Moles can wreak havoc on your yard

An active mole run. / Photo by: Chad Douglas

The old arcade game whac-a-mole might have been fun to play, but if you've had moles, you know getting a real mole out of your yard isn't nearly as fun.

And for those of you who have moles, you'll be interested to know having the critters is a complement to your yard work.

A good, healthy lawn attracts earthworms and grubs.

Those worms and grubs work to keep your soil rich and your grass healthy.

But, favorite tasty treats for a guessed it, earthworms and grubs.

One of the best things about being a homeowner is you can have a nice yard. That is until a mole moves in. I checked with one of our home experts, Reliable Pest Solutions. They tell me they are one of the only pest control companies in the tri-states that can help you with that mole problem.

"You can't just spray your yard and get rid of moles. What you have to do with moles is kill them," says Gene Scholes with Reliable Pest Solutions.

Gene Scholes with Reliable Pest Solutions tells me mole control is not easy to do because it's very labor intensive.
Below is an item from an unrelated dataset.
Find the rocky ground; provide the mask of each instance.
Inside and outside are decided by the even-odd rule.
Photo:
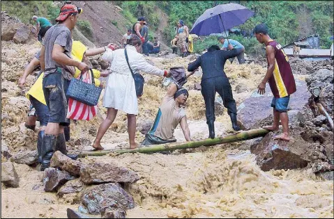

You have to find an active mole run and set up traps.

"We used to think we could kill off the earthworms and kill off the grubs, and we'd get rid of moles. In theory, that would work. But moles search all the time, so they might do just as much damage searching in your yard as the do feeding in your yard," says Scholes.

And a single mole can do a lot of damage. Some good news, moles typically work alone. In fact the only time they come together is when they mate. That's not to say, they won't cross paths every once in a while, but since they're blind, they don't know it. And if your yard is torn up, a mole might not be your problem. You could have a gopher or even a vole, which is also called a shrew.

"You'll see tunnel like looking things on top of the ground. You'll see strips of land in hap-hazard fashion that spider weds out a little bit," says Scholes.

Moles, voles, and gophers are all different animals that all eat different things, and all needed to be treated differently. Remember mole control is specific to moles only. Moles typically tunnel underground, and when they submerge, they leave a mound of dirt, and a lot of frustration.

We mentioned moles are very solitary animals, but voles aren't necessarily.

They live in close proximity to each other, you can have a small colony of voles.